Just picked this one up for $4 at the flea market...Says Ball Ideal Pat. July 14 1908....
   Hers a few pics...hope it was worth the 4 dollars I paid []


----------



## woodswalker (May 8, 2010)

This is the top...


----------



## woodswalker (May 8, 2010)

Shot from the side... 
  This jar is in great shape...no nicks...and has some pretty cool air bubbles in it to!!!


----------



## dygger60 (May 8, 2010)

Not to rain on you, but, that is a very commong BALL IDEAL jar.  .50 cents would be a good price for that jar...maybe a dollar.  
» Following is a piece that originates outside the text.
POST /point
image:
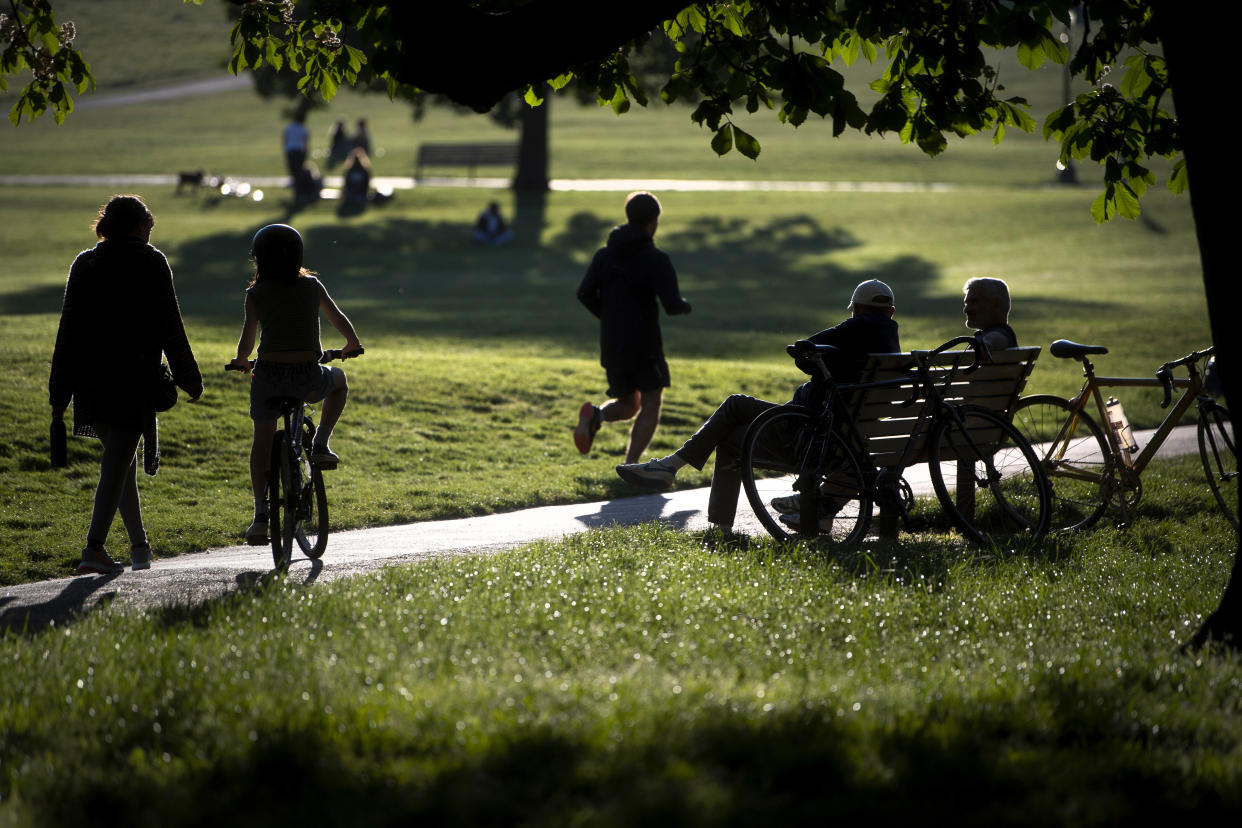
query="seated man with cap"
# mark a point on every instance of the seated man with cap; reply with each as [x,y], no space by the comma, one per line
[870,329]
  The 1908 patent date is for the glass "ears" in which the bail wire secures.  Lots of time you see chipping in these ears...but if 
 your jar is not chipped, then yes a dollar would be a good price.

   The right to use the 1908 patent date was obtained by Ball Brothers then they purchased a glass company in Penn.  It was a
 worker that patented the now famous date.

    The quarts are very very common.

     David  aka  dygger60


----------



## woodswalker (May 8, 2010)

Oh well...I still like it anyway and I even tried talking them down from the $4[8D] but it didn't work.  Thanks for your help on it[]


----------



## dygger60 (May 9, 2010)

Not a problem at all...be more than happy to help when it comes to jars.  

   David  aka  dygger60


----------